Jan. 10 (Bloomberg) -- Pfizer Inc., the world’s largest drugmaker, is weighing whether to ask U.S. regulators to expedite their review of a potential $5 billion-a-year treatment to slow a type of incurable breast cancer.
The therapy, called PD 0332991, generated excitement among oncologists in December after data showed the drug stopped disease progression for more than two years in 165 patients. That trial was done in the second of three stages of research regularly required for Food and Drug administration approval.
The FDA has cleared cancer drugs for sale before final trial results are completed, including New York-based Pfizer’s Xalkori for lung tumors in 2011 and Novartis AG’s Gleevec for leukemia a decade earlier. While no company decision has been made to push for early clearance, “There are some precedents for approval after Phase 2,” said Mikael Dolsten, Pfizer’s head of worldwide research.
“We’ll see whether there are ways to accelerate availability of the drug for patients,” Dolsten said in an interview at the JPMorgan Chase & Co. health conference in San Francisco. “We’re obviously open to dialogues and advice from FDA and the European agencies.”
Pfizer climbed 1.1 percent to $26.76 at the close of New York trading. The shares have increased 22 percent in the last 12 months.
The drugmaker hopes to start the final-stage trial by the end of March, said Geno Germano, who heads the company’s oncology and specialty care businesses. The medicine is the first in a new class of agents that works by blocking a protein critical in the cancer cell cycle, lead researcher Richard Finn said in December.

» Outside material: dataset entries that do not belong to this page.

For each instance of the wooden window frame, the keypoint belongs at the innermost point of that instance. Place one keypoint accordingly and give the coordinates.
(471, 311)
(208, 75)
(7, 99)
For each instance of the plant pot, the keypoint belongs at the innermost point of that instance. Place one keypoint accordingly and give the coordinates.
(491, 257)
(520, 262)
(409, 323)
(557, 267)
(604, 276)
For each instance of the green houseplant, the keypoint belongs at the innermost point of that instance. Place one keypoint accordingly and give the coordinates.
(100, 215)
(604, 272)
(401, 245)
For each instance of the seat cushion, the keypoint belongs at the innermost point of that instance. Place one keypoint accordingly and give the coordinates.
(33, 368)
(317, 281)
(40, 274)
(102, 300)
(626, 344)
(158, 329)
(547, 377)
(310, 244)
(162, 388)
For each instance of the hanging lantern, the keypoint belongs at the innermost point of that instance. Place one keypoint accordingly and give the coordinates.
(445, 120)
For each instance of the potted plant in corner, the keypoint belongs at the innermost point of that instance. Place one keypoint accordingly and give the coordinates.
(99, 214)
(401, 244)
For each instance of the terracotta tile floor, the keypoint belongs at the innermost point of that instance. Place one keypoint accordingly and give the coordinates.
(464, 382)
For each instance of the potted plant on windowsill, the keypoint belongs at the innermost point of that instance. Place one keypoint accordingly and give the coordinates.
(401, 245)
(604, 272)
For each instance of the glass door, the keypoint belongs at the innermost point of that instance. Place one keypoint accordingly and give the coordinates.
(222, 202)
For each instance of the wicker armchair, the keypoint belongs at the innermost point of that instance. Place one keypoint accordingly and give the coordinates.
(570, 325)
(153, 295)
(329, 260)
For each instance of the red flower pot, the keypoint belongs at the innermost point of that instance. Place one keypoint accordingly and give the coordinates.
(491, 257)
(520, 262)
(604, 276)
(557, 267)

The study unveiled in December included women with tumors fueled by the hormone estrogen, the most common type of breast cancer. All had metastatic disease, which had spread to other parts of the body and is no longer considered curable. Almost 230,000 women in the U.S. will be diagnosed with breast cancer this year, and more than 39,900 will die from it, according to the American Cancer Society.
If cleared, Pfizer’s drug may generate as much as $5 billion in yearly sales, wrote Andrew Baum, an analyst at Citigroup Inc., in a Nov. 29 note to investors. That comes as Pfizer is seeking new treatments to replace the $10 billion in losses from its cholesterol medicine Lipitor, the world’s best-selling pill with $13 billion in sales before losing market exclusivity.
“By the end of this year, we’re going to have the Phase 3 enrolling, we’re going to have two Phase 2s done, and we’re going to be talking to the agency about getting the product to patients,” Germano said in an interview at the conference.
The positive Phase 2 results, which showed the drug was safe, may give Pfizer much of the data it could use to justify seeking an early ruling, even without the larger number of patients usually tested in a late-stage study, Dolsten said.
“The patients tolerate it very, very well, and that brings the two components of benefit and risk to the table,” he said. The agency has been “very thoughtful when it comes to making those judgments on when they can accelerate access of drugs and approve them on a smaller dataset than a traditional approval.”
Baum, the Citigroup analyst, said in his note that Pfizer is already at least two years ahead of its closest competitors, Eli Lilly & Co. and Novartis, with similar cancer drugs in development.